Development and validation of a paper spray mass spectrometry method for the rapid quantitation of remdesivir and its active metabolite, GS-441524, in human plasma.

Introduction: Remdesivir (GS-5734) is a nucleoside analog prodrug with antiviral activity against several single-stranded RNA viruses, including the novel severe respiratory distress syndrome virus 2 (SARS-CoV-2). It is currently the only FDA-approved antiviral agent for the treatment of individuals with COVID-19 caused by SARS-CoV-2. However, remdesivir pharmacokinetics/pharmacodynamics (PK/PD) and toxicity data in humans are extremely limited. It is imperative that precise analytical methods for the quantification of remdesivir and its active metabolite, GS-441524, are developed for use in further studies. We report, herein, the first validated anti-viral paper spray-mass spectrometry (PS-MS/MS) assay for the quantification of remdesivir and GS-441524 in human plasma.
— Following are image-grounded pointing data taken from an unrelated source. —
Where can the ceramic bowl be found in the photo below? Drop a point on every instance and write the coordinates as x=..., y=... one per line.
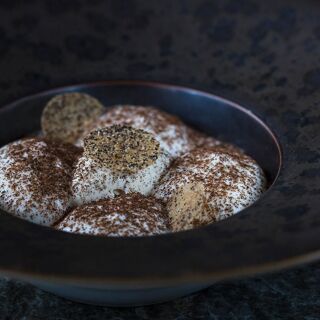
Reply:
x=273, y=233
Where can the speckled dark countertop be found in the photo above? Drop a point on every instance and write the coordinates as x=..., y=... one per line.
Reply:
x=267, y=50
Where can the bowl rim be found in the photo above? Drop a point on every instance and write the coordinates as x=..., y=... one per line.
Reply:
x=66, y=257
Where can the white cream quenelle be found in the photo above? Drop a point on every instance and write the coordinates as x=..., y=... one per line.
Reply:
x=172, y=134
x=209, y=184
x=126, y=215
x=117, y=158
x=35, y=179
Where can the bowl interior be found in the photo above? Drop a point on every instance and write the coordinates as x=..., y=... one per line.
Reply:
x=208, y=113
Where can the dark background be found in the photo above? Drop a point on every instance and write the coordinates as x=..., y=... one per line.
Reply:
x=266, y=50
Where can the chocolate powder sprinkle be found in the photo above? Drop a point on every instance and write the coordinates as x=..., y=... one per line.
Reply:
x=125, y=215
x=221, y=180
x=35, y=179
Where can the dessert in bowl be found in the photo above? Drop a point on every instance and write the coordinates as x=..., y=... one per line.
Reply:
x=123, y=171
x=124, y=264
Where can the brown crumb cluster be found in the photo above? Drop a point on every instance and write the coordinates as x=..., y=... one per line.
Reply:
x=209, y=184
x=169, y=130
x=35, y=178
x=189, y=207
x=125, y=215
x=122, y=149
x=66, y=116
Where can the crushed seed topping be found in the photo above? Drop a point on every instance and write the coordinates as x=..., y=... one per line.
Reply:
x=35, y=179
x=66, y=116
x=168, y=129
x=126, y=215
x=122, y=149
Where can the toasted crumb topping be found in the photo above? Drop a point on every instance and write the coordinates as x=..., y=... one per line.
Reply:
x=222, y=181
x=122, y=149
x=66, y=116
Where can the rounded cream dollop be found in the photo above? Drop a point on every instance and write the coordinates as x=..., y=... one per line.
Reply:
x=209, y=184
x=118, y=158
x=35, y=179
x=126, y=215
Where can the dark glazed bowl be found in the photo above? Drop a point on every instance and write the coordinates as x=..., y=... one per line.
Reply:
x=136, y=271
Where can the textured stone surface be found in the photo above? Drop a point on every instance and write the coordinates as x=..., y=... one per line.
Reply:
x=268, y=51
x=286, y=295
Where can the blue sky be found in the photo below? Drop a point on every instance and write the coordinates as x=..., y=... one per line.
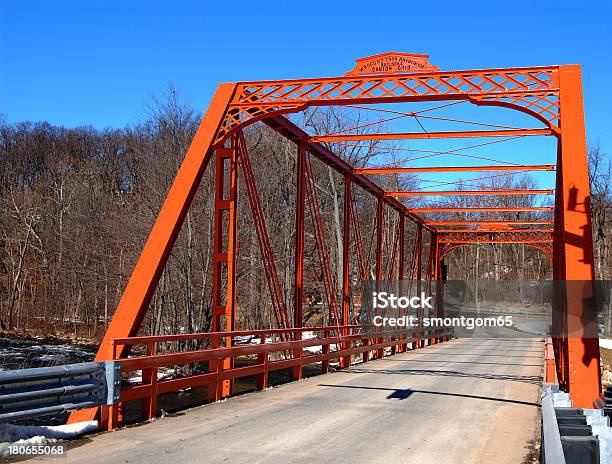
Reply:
x=97, y=62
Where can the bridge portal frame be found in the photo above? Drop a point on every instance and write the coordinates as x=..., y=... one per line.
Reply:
x=550, y=94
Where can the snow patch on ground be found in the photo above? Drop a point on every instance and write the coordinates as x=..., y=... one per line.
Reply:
x=41, y=435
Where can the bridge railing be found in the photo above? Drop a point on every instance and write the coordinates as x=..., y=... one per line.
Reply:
x=272, y=350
We seek to highlight the utility of PS-MS/MS technology and automation advancements for its potential future use in clinical research and the clinical laboratory setting.
Methods: Calibration curves for remdesivir and GS-441524 were created utilizing seven plasma-based calibrants of varying concentrations and two isotopic internal standards of set concentrations. Four plasma-based quality controls were prepared in a similar fashion to the calibrants and utilized for validation. No sample preparation was needed. Briefly, plasma samples were spotted on a paper substrate contained within pre-manufactured plastic cassette plates, and the spots were dried for 1 h. The samples were then analyzed directly for 1.2 min utilizing PS-MS/MS. All experiments were performed on a Thermo Scientific Altis triple quadrupole mass spectrometer utilizing automated technology.
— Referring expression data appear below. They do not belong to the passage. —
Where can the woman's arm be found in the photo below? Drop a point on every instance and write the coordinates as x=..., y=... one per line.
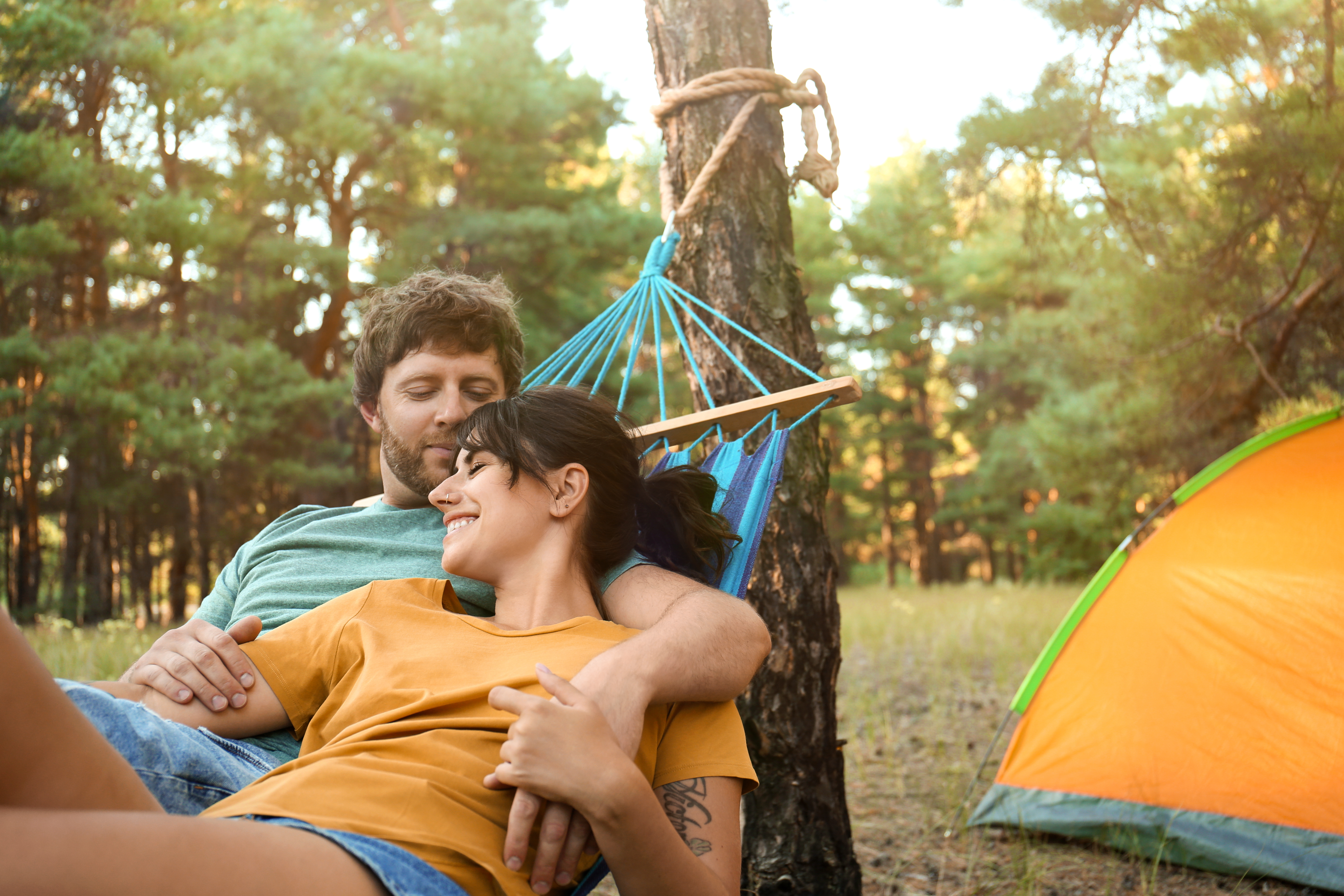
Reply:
x=261, y=714
x=679, y=840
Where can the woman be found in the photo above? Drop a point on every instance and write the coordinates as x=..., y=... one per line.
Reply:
x=405, y=706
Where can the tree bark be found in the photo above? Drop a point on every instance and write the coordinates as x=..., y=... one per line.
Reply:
x=737, y=256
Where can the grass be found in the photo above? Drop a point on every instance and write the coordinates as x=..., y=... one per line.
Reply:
x=99, y=653
x=927, y=680
x=925, y=683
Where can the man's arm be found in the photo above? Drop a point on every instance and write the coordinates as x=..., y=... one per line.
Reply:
x=698, y=644
x=264, y=713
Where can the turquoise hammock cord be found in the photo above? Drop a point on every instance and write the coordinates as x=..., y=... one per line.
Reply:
x=747, y=481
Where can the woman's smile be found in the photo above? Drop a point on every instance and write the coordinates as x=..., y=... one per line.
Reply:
x=457, y=523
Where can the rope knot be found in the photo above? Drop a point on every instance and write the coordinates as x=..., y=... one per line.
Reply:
x=660, y=256
x=769, y=88
x=818, y=171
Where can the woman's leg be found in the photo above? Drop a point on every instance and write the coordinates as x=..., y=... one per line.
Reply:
x=50, y=755
x=138, y=854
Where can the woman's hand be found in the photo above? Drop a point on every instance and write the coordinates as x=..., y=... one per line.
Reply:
x=561, y=746
x=561, y=750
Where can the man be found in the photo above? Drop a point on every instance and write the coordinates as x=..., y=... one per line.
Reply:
x=432, y=350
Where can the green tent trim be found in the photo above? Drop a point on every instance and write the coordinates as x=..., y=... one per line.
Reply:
x=1066, y=629
x=1251, y=849
x=1112, y=568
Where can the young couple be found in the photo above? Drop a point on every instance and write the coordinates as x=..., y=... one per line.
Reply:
x=420, y=702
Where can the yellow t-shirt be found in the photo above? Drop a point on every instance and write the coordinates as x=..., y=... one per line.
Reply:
x=388, y=688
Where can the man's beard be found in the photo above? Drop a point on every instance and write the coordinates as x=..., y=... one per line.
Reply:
x=408, y=463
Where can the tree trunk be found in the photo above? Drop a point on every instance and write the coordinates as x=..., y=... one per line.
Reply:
x=738, y=257
x=889, y=519
x=181, y=555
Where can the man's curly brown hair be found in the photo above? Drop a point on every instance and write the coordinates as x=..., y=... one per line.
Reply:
x=451, y=312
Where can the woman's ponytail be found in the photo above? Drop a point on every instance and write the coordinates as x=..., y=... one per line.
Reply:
x=668, y=518
x=678, y=527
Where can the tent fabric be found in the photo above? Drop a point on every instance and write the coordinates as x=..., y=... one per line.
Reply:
x=1195, y=839
x=1207, y=676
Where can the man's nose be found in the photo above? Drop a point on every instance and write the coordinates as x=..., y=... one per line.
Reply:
x=444, y=495
x=450, y=412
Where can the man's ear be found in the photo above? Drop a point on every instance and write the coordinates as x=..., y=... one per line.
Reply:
x=369, y=410
x=569, y=486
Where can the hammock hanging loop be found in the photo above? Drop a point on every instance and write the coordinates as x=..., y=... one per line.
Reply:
x=767, y=87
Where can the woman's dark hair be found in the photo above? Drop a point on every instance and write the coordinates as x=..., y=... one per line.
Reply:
x=668, y=516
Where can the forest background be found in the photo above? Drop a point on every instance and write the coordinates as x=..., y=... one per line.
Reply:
x=1060, y=322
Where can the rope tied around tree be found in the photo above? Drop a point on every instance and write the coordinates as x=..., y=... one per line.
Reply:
x=767, y=87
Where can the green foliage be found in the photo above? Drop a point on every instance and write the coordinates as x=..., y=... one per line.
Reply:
x=194, y=199
x=1115, y=287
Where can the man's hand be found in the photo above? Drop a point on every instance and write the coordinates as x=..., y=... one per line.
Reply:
x=565, y=833
x=581, y=750
x=198, y=660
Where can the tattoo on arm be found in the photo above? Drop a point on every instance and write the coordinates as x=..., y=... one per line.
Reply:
x=682, y=801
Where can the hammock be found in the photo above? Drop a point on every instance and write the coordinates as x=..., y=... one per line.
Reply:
x=747, y=481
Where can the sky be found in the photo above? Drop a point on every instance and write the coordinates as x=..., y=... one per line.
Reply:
x=894, y=69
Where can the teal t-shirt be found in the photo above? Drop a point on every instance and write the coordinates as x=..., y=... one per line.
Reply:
x=314, y=554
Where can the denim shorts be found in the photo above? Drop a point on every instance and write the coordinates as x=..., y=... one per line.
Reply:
x=401, y=872
x=187, y=770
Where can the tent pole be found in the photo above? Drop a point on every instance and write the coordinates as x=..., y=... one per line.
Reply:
x=971, y=788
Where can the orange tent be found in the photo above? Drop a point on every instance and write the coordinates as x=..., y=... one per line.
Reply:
x=1191, y=706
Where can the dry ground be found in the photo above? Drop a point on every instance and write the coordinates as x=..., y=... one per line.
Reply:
x=925, y=683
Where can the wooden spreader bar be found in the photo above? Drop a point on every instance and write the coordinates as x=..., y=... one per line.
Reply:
x=741, y=416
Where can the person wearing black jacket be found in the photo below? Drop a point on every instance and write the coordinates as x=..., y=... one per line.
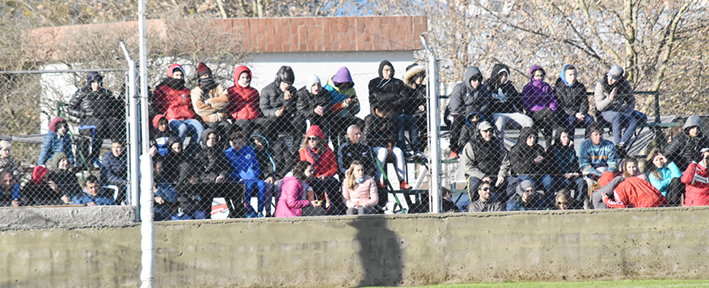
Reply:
x=506, y=103
x=571, y=95
x=313, y=104
x=100, y=115
x=278, y=102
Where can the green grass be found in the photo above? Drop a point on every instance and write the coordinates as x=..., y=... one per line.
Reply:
x=619, y=283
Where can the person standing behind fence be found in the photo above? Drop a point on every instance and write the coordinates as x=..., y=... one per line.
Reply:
x=506, y=103
x=470, y=96
x=173, y=100
x=539, y=102
x=571, y=96
x=57, y=140
x=100, y=115
x=210, y=101
x=292, y=198
x=278, y=103
x=244, y=101
x=359, y=191
x=616, y=102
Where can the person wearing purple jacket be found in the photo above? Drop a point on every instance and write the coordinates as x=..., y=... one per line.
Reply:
x=539, y=103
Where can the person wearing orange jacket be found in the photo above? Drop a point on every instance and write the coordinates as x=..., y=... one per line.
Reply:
x=315, y=151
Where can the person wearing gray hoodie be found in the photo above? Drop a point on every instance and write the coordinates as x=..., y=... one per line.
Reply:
x=470, y=96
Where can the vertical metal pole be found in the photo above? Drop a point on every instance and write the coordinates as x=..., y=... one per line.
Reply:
x=147, y=232
x=434, y=145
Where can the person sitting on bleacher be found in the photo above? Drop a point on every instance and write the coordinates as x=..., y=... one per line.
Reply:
x=93, y=194
x=470, y=96
x=485, y=157
x=57, y=140
x=100, y=115
x=359, y=191
x=211, y=160
x=485, y=202
x=615, y=100
x=380, y=133
x=506, y=103
x=686, y=147
x=571, y=96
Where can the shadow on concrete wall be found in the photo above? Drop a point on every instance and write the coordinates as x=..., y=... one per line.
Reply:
x=380, y=252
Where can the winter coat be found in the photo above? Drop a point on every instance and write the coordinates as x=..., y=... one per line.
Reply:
x=86, y=198
x=571, y=98
x=381, y=89
x=696, y=176
x=624, y=100
x=211, y=106
x=272, y=98
x=53, y=143
x=291, y=202
x=307, y=102
x=114, y=170
x=349, y=152
x=465, y=100
x=364, y=194
x=379, y=131
x=338, y=96
x=537, y=94
x=244, y=100
x=327, y=165
x=244, y=165
x=505, y=97
x=172, y=98
x=211, y=160
x=522, y=155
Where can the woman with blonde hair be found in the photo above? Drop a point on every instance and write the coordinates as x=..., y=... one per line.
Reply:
x=359, y=191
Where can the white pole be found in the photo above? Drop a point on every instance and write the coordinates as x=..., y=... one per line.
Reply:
x=147, y=243
x=434, y=144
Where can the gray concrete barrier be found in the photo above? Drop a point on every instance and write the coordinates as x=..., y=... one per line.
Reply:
x=371, y=250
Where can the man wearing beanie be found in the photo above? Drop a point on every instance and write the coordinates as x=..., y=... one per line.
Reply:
x=278, y=104
x=210, y=100
x=313, y=104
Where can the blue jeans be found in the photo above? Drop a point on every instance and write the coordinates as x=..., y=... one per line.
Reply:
x=619, y=120
x=186, y=126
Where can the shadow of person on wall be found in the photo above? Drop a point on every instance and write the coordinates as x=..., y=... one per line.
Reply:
x=380, y=252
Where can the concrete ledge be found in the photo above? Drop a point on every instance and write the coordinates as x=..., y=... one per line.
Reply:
x=29, y=218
Results: The calibration ranges were 20 - 5000 and 100 - 25000 ng/mL for remdesivir and GS-441524, respectively. The calibration curves for the two antiviral agents showed excellent linearity (average R ²  = 0.99-1.00). The inter- and intra-day precision (%CV) across validation runs at four QC levels for both analytes was less than 11.2% and accuracy (%bias) was within ± 15%. Plasma calibrant stability was assessed and degradation for the 4 °C and room temperature samples were seen beginning at Day 7. The plasma calibrants were stable at -20 °C. No interference, matrix effects, or carryover was discovered during the validation process.
Conclusions: PS-MS/MS represents a useful methodology for rapidly quantifying remdesivir and GS-441524, which may be useful for clinical PK/PD, therapeutic drug monitoring (TDM), and toxicity assessment, particularly during the current COVID-19 pandemic and future viral outbreaks.
Competing Interests: The authors declare the following financial interests/personal relationships which may be considered as potential competing interests: The authors report financial support from Thermo Scientific for portions of this work. Dr. Manicke is an inventor on the patent “Ion Generation using Wetted Porous Material” issued to Purdue Research Foundation.
(© 2022 THE AUTHORS. Publishing services by ELSEVIER B.V. on behalf of MSACL.)